Die Reform basiert auf einer Studie des Landesverbandes Freier Theater und Tanz Baden-Württemberg (LaFT BW). Im Auftrag des Ministeriums für Wissenschaft, Forschung und Kunst durchgeführt, betonte die Untersuchung die Notwendigkeit verbesserter Förderstrukturen. Ein zentrales Ergebnis: 94 Prozent der befragten Künstler halten staatliche Unterstützung für unverzichtbar.
Das neue Modell ruht auf drei Säulen: mehrjährigen Förderungen, offenen Stipendien für Einzelkünstler sowie breiter angelegten Zuschüssen. Diese Neuerungen knüpfen an Fortschritte an, die seit 2023 erzielt wurden, als das Drei-Säulen-System erstmals eingeführt wurde.
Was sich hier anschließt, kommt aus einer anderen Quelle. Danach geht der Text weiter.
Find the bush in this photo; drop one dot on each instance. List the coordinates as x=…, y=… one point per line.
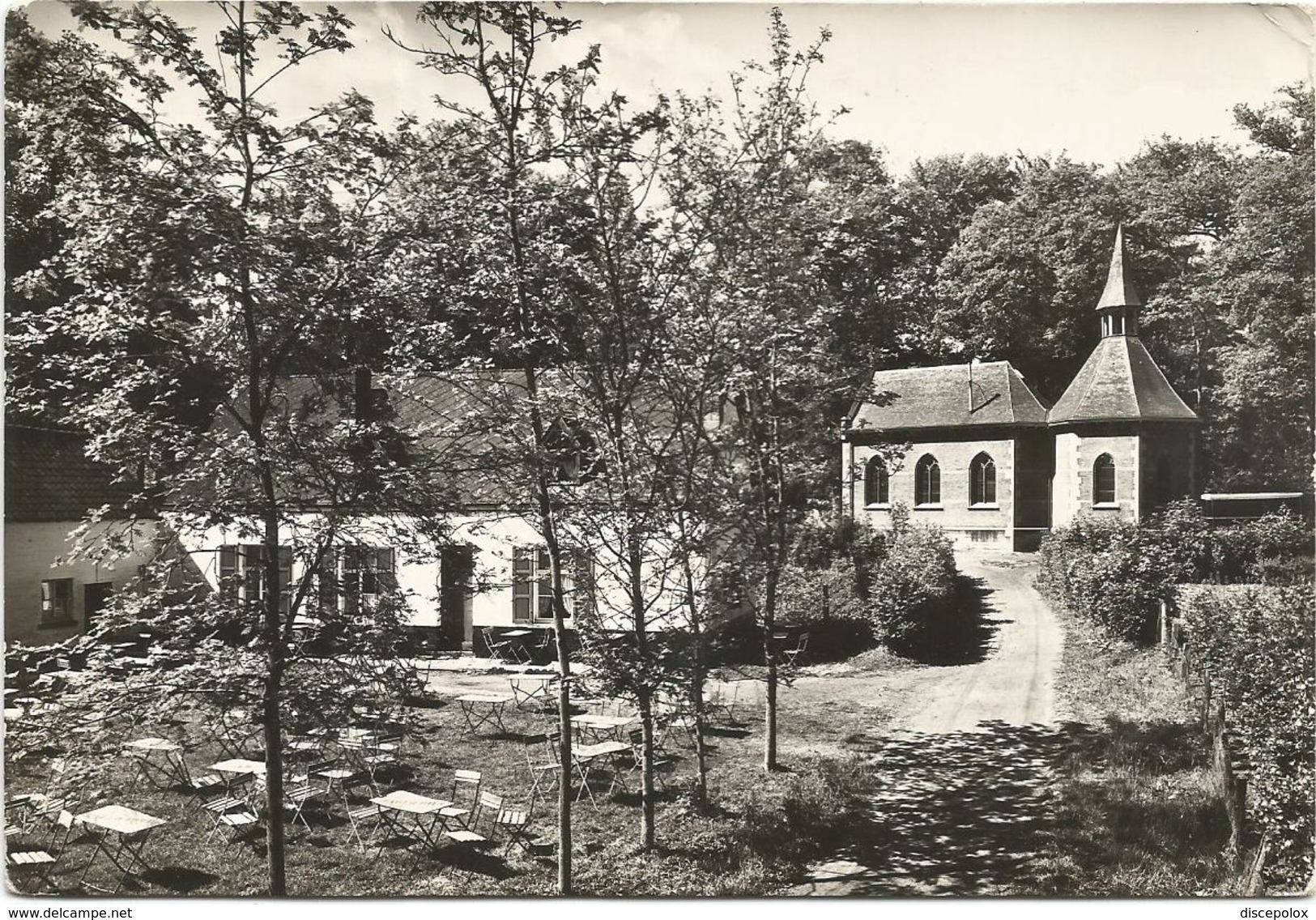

Seither stieg die durchschnittliche Projektförderung von 25.000 Euro im Jahr 2022 auf 35.000 Euro im Jahr 2024. Auch die Zahl der geförderten Projekte nahm zu – von 120 im Jahr 2022 auf 150 im Jahr 2024.
Allein für die Projektförderung werden 2025 voraussichtlich 1,5 Millionen Euro bereitgestellt. Damit können jährlich etwa 160 Vorhaben unterstützt werden. Der LaFT BW, der die Interessen freischaffender Künstler in der Region vertritt, hat die Reformen maßgeblich mitgestaltet. Als wichtigste Interessenvertretung erhält der Verband institutionelle Förderung vom Ministerium.
Das überarbeitete System soll Hürden abbauen, die Künstler bisher bei der Beantragung von Unterstützung behinderten. Durch die Kombination langfristiger Förderungen mit flexibleren Zuschüssen will das Land sowohl Stabilität als auch künstlerische Freiheit stärken. Die Reformen spiegeln das Bestreben wider, die finanzielle Absicherung für die unabhängige Kunst- und Kulturszene Baden-Württembergs nachhaltiger zu gestalten.